The compound is divided into two peaceful queues of varying lengths. The shorter queue veers towards the right, where the two ‘express’ taps are—a maximum of 15 litres per person per fill and allowance for those with single bottles to get ahead. The longer queue is far longer, headed towards their destination of six taps allowing a fill of 25 litres. I take my place at the back of the longer queue, behind Shazia, whose children Farhaan and Roshaan are playing a long game of hide-and-seek around her burkha.
A housewife, Shazia lives in the suburb of Epping, a half hour drive from here. She says she makes the to-and-fro trip twice a day. “Big family, I live with my husband and his parents.
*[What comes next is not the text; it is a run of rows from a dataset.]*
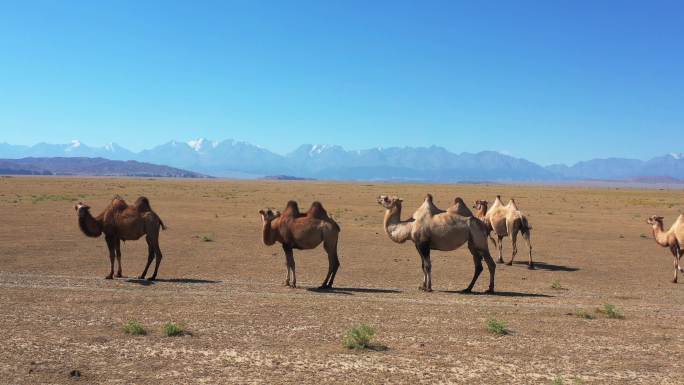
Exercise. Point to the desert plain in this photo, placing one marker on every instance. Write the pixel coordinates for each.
(59, 315)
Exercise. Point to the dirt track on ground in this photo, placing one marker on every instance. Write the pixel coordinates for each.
(58, 314)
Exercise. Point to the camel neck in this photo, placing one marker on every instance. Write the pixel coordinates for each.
(90, 226)
(482, 212)
(269, 233)
(660, 235)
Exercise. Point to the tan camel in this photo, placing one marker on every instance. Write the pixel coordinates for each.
(295, 230)
(672, 238)
(503, 221)
(123, 222)
(433, 229)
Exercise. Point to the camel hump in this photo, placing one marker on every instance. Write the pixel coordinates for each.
(291, 209)
(512, 204)
(461, 208)
(143, 204)
(118, 203)
(317, 211)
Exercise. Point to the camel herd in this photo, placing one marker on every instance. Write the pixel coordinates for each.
(430, 228)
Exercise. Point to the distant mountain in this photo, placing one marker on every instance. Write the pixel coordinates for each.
(230, 158)
(82, 166)
(667, 166)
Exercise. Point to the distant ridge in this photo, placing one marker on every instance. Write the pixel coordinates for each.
(285, 177)
(235, 159)
(82, 166)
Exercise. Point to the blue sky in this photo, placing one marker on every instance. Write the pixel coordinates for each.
(550, 81)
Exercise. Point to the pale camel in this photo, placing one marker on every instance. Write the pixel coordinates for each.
(295, 230)
(123, 222)
(433, 229)
(503, 221)
(672, 238)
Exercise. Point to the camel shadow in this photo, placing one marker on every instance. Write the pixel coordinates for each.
(500, 294)
(548, 266)
(352, 290)
(145, 282)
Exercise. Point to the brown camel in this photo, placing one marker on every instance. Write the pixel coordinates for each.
(503, 221)
(295, 230)
(433, 229)
(672, 238)
(123, 222)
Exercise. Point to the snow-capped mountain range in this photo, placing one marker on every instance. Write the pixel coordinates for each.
(434, 164)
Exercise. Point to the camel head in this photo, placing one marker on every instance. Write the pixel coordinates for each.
(480, 204)
(268, 214)
(81, 208)
(389, 202)
(655, 220)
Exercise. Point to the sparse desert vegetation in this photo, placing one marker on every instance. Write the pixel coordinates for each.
(359, 337)
(497, 327)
Water runs out quite quickly,” Shazia says, holding one of her five jerrycans against her face to shield her from the harsh Cape Town sun. After she fills her quota of 25 litres, she will place the full jerrycans in the boot of her car and queue up at the back of the line with five more empty containers. “That’s the most the Subaru can carry without breaking down,” she says. Why doesn’t anybody else from the family queue up with her, I ask. She shrugs. “Rahman’s parents are old. And Rahman works 9 to 5 at Cape Town Railway Station.” He puts bread on the table. She replenishes the water.
Half-way to the taps and under an alien palm tree, we take refuge from the sun. Soon, we are at the front of the line and the security guard, standing on a slab of stone, ushers Shazia and her children towards the spring for their turn. Just as I am about to turn around and leave, the guard calls for my attention with his index finger. “What are you doing here without any bottles?” he asks, towering over me from his vantage point. “Just here to watch,” I say. The answer leaves the guard in a bout of coughs and full body giggles. “Just watchin’, eh. I also just watchin’. All day just watchin’ watchin’ watchin’. You want my job, eh? Come, join me then. We watch together.”
His name is Robert. And from his platform we keep a close eye on Cape Town’s most precious commodity—blue gold. “All day everyday I see people come and go. People of every race, every colour, lining up here in harmony, waiting for their turn,” he says. I ask him if tensions ever rise and if he finds himself breaking up fights. Robert shakes his head. “No, man,” he says. “Look around. There are Whites and Blacks and Browns and Coloured here. But the only colour that matters to all of them has no colour at all.”